Man, married life is great. Still not sure if my feet have hit the ground as of yet...hey give a girl a break it hasn't even been a month yet! :) But then maybe they have. Maybe, I am already past that and am knee deep. Oh shoot I just don't know!
Let's see, in the past month I have been:
- So, so, sooo, SOOOOO Happy. So happy I cry. Cry at nothing but just mere thoughts. Crying leads to emotional messiness. But it is all good emotionalness (is that even a word?! prolly not!). But then sometimes, I am so happy I am almost sad. Like for instance, the week after we got home from the wedding the Hubs had to work a lot. I would sit and day dream about him constantly - then start crying because I missed him so much. I just wanted to snuggle up in his arms and melt away. See, so happy I was sad?!
- I can NOT sleep. The Hubs sometimes works until late (after bedtime late), and I can't sleep til he is home. Home safe and sound, preferably next to me in bed! Then of course this little lady is eX-hausted at work the next day. TIRED! Even when he is home, all I want to do is be close and be where he is - thus staying up later than I normally would. If you don't know already I love me some sleep - in a bad way!
Is there such thing as a 'post-wedding depression' like state, but it isn't a sad state?! A post something-or-another state? Did anyone else go through this?! I can't be alone....can I? I hope not!
Maybe we just need to go on our honeymoon, which we will soon.... I hope! (The joys of new jobs, waiting before taking tons of PTO). Full week of nothing but lovey-dovey, fun-in-the-sun time! Oh how I could use that in my life about now!

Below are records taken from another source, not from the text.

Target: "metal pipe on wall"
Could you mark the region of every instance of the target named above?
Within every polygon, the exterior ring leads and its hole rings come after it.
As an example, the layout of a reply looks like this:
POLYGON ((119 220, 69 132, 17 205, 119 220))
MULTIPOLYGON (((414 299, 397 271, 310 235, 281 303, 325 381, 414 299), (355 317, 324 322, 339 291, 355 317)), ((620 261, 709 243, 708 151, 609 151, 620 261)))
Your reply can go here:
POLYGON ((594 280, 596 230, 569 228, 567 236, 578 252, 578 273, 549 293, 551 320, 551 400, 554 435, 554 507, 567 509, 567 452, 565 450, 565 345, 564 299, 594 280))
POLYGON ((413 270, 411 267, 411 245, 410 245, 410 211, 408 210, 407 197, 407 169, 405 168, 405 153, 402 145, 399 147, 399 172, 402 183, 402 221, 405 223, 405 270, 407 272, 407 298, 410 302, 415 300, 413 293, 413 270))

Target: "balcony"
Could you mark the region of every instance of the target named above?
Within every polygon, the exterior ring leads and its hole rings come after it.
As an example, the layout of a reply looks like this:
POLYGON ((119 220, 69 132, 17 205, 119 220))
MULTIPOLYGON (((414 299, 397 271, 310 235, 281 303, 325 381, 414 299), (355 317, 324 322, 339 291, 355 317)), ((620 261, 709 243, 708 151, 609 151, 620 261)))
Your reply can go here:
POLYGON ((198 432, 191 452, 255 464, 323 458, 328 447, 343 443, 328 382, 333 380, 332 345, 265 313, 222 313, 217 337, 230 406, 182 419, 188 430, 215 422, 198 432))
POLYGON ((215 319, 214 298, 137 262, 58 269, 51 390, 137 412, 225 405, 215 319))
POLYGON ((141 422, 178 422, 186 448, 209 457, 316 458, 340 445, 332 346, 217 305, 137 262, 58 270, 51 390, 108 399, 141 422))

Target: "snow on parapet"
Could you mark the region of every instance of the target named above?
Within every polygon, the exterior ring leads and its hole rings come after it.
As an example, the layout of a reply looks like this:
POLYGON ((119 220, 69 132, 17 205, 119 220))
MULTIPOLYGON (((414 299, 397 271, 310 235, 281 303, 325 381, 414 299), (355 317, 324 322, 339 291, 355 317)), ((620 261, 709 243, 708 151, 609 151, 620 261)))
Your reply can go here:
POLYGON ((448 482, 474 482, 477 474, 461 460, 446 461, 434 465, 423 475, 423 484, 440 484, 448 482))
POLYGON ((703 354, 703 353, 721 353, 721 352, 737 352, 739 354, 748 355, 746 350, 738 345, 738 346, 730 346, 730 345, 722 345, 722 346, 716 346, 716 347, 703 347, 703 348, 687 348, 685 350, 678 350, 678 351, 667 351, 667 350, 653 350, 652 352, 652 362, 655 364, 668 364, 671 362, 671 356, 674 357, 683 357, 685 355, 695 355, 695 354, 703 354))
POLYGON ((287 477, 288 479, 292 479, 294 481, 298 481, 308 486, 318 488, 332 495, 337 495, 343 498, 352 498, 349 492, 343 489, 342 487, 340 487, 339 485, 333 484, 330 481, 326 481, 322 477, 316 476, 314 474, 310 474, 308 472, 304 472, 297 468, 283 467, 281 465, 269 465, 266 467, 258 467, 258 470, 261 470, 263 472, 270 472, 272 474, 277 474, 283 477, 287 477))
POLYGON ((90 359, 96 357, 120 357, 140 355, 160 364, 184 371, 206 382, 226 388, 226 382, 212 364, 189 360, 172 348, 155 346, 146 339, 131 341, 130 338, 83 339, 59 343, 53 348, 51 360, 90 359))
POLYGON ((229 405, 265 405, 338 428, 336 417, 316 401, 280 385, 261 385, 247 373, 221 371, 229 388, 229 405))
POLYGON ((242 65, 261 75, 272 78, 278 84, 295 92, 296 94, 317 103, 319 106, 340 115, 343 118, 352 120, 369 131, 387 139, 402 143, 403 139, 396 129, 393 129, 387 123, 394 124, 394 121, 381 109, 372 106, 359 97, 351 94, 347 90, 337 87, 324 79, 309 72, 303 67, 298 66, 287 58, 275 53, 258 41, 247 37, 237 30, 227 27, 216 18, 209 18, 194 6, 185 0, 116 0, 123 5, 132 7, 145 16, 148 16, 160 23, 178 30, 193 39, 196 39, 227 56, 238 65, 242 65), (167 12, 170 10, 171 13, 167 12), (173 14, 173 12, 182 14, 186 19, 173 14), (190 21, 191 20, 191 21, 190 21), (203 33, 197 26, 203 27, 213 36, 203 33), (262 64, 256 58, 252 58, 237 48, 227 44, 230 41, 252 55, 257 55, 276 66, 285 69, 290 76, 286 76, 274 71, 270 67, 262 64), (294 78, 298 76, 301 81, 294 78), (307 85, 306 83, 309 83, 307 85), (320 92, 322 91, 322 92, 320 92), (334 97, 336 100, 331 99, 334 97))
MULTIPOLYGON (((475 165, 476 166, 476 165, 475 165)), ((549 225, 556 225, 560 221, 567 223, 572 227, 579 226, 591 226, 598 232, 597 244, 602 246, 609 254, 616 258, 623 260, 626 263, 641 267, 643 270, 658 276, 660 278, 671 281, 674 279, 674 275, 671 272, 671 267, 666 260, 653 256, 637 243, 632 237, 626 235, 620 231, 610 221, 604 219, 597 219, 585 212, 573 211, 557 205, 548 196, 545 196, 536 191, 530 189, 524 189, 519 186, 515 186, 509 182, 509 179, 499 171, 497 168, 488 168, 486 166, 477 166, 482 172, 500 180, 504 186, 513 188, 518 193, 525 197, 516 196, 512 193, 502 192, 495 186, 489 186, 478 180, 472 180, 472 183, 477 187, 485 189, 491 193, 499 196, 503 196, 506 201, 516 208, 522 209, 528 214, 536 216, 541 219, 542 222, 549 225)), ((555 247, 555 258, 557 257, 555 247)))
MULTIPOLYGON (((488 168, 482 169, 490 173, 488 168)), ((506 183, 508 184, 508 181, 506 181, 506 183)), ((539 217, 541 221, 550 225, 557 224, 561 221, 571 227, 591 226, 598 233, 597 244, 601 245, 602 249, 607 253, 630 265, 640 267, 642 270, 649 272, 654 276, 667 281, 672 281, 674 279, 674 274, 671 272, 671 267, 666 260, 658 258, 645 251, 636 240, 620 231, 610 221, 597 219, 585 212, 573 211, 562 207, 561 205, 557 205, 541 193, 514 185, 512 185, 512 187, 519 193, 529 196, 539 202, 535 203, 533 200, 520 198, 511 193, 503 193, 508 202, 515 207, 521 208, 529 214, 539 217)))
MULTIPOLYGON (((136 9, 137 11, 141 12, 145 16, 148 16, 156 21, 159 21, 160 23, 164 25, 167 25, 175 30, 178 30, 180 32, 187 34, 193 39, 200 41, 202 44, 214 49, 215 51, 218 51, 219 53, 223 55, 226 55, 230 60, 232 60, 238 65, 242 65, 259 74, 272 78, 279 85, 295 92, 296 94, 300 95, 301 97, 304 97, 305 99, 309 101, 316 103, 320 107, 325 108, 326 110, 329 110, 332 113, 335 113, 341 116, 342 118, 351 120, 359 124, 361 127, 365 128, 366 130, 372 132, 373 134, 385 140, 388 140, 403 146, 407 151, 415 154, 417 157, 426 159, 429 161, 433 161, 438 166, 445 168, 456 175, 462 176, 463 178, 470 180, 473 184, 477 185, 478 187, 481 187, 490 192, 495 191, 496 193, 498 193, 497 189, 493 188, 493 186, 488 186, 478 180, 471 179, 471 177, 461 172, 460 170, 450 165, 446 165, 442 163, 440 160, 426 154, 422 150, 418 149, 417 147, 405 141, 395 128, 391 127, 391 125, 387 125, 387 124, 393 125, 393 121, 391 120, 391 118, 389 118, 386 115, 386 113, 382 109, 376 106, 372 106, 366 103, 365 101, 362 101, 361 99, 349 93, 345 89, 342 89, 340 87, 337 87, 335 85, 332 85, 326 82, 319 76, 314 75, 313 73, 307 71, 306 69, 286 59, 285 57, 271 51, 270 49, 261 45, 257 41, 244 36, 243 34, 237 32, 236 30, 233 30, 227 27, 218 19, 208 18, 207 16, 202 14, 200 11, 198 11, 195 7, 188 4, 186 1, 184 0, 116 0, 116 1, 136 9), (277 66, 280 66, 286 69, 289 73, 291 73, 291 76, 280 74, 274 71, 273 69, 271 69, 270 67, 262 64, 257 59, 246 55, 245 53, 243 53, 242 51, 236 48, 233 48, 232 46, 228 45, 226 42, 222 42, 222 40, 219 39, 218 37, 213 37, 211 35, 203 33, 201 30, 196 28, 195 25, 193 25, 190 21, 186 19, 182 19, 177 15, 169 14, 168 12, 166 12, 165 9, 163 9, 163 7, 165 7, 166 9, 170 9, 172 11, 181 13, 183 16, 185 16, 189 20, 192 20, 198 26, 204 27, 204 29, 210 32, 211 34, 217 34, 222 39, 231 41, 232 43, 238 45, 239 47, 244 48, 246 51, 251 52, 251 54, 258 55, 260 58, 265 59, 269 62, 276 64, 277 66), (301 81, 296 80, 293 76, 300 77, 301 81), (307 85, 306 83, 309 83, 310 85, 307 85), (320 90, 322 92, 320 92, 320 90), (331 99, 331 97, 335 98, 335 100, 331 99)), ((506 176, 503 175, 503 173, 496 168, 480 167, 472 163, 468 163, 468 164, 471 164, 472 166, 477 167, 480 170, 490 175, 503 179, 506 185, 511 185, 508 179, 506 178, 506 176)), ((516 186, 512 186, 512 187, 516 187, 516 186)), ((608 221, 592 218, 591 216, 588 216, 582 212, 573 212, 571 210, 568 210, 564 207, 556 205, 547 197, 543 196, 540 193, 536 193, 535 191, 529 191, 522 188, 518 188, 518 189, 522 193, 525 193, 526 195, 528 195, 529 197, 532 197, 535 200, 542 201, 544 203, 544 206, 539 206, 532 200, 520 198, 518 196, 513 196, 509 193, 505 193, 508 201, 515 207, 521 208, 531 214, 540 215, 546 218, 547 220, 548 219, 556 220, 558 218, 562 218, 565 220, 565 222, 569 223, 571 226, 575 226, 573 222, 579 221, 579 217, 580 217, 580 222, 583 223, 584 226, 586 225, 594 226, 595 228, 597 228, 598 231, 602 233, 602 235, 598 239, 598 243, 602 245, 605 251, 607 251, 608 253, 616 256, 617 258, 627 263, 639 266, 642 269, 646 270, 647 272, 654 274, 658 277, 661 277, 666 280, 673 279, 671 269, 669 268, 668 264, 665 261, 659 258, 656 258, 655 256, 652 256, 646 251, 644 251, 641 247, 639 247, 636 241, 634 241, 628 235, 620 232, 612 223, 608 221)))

Something else totally unrelated to wedded bliss....but yet another bump in my little road. I love everyone who comments on my blog, it is such a great little community (I am sure you all feel the same way! If you are a blogger of course) It is like a full range of girlfriends I never knew I needed right there to lend suggestions or advice or laughs when you need it! I of course hop over and get lost in your blogs for hours...man you guys are soo inspirational and fun! I always add myself as a "follower" cuz a girl has got to keep up, never enough blogs to read or comments to post. But I feel left out when they don't add me? Dang-it. Why am I being so emotional and whiny. Ok, I am over it now. pheew, sorry bout all that!
Oh and I SWEAR (cross my heart hope to die) I am NOT preggers!!! I SWEAR! So don't suggest it! :)
Maybe I just need a full week away form work....Man that would be nice! Our Chicago reception is in a week and that will be a great night, maybe that is what was missing - celebration with our friends who couldn't make it?!
Do you guys have any great summer vacations planned???
Sorry still obsessed with our wedding pics!